Magnetic field intensity is the measure indicating how strong the magnetic force generated at a point is, and is expressed in Ampere per metre (A/m). In practice, it determines whether an electromagnet will be able to hold a metal part firmly, lift heavy scrap, or accurately lock a component during machining.

In industry, knowing and controlling field intensity is fundamental, because it:

• Determines the attraction capacity of the electromagnet
• Influences magnetic penetration depth
• Conditions the response of the material to be attracted or held

Magnetic flux indicates the amount of magnetic field passing through a surface. In physics it is represented by the Greek letter Φ (phi) and measured in Weber (Wb).

To make it more intuitive, we can imagine it as the “flow of magnetism” passing through an area: the greater the flux, the stronger and more effective the interaction with ferrous materials.

What does magnetic flux depend on?

Three main factors determine the value of magnetic flux:

• The intensity of the magnetic field: the stronger the field, the greater the flux.
• The area crossed: a larger surface allows a greater amount of field to pass.
• The orientation of the surface: if perpendicular to the lines of force, the flux is maximum; if tilted, it decreases.

For companies and technicians, knowing magnetic flux means being able to optimise the efficiency of electromagnets and ensuring that the generated force is suitable for the application, whether lifting, separating or clamping.

A fundamental parameter for measuring the effectiveness of a magnetic system is magnetic flux density, also known as magnetic induction. It is expressed in Tesla (T) and indicates how concentrated the magnetic field is at a precise point.

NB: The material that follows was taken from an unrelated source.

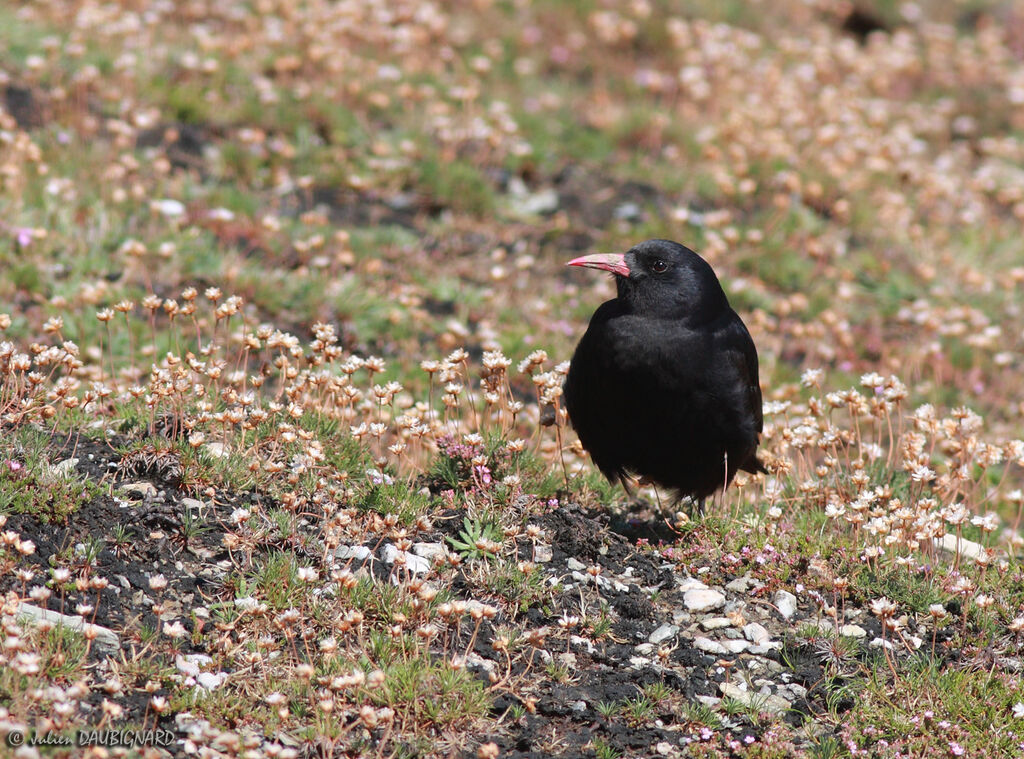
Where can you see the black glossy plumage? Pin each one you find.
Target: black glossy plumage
(664, 384)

The higher the density, the more effective and high-performing the magnetic field is, with concrete benefits such as:

• Greater ability to attract ferrous materials, even heavy or bulky ones, as in scrap handling

• Deeper penetration into metals, useful in complex applications such as iron recovery from demolitions
• Reliable and consistent holding even in dynamic or demanding conditions

Anyone designing plants or using electromagnets knows well that controlling magnetic flux density is not a technical detail, but an essential condition to:

• avoid energy losses,
• maintain high and constant performance,
• optimise consumption by reducing waste,
• ensure operational safety at every stage of work.

Understanding and managing concepts such as field intensity, flux and magnetic density is not just theory: it means translating physics into tangible benefits for your company. Greater efficiency in processes, greater precision in machining, greater reliability in daily operations.

This is precisely the approach at Zanetti Magneti, where for years we have been designing and producing tailor-made magnetic solutions, developed for different sectors and specific requirements.

If you want to find out how magnetism can improve the productivity of your plant or business, contact us with no obligation: our team will guide you in choosing the solution best suited to your needs.

Is magnetism always present in ferrous materials?

No. Only ferromagnetic materials can be strongly magnetised. However, even these require the presence of an external magnetic field to activate their response.

Are iron and steel both magnetic?

Iron is, but steel depends on its composition. Some types of steel (especially stainless steel) have a very weak or no magnetic response.

Can a magnetic field be dangerous?

It depends on its intensity. In industrial contexts, systems are designed to operate safely. However, it is important to comply with regulations and protect sensitive devices.

Can electromagnets be adjusted?

Yes. Unlike permanent magnets, an electromagnet is fully controllable: you can adjust its strength by changing the current or the number of turns in the coil.

Does magnetism affect electronics?

Yes. Strong magnetic fields can interfere with electronic devices. This is why correct design is essential, especially in automated systems.

What is the difference between magnetic field and magnetic flux?

The magnetic field is the force at a point, while flux is the total amount of force passing through a surface. They are two different but closely related quantities.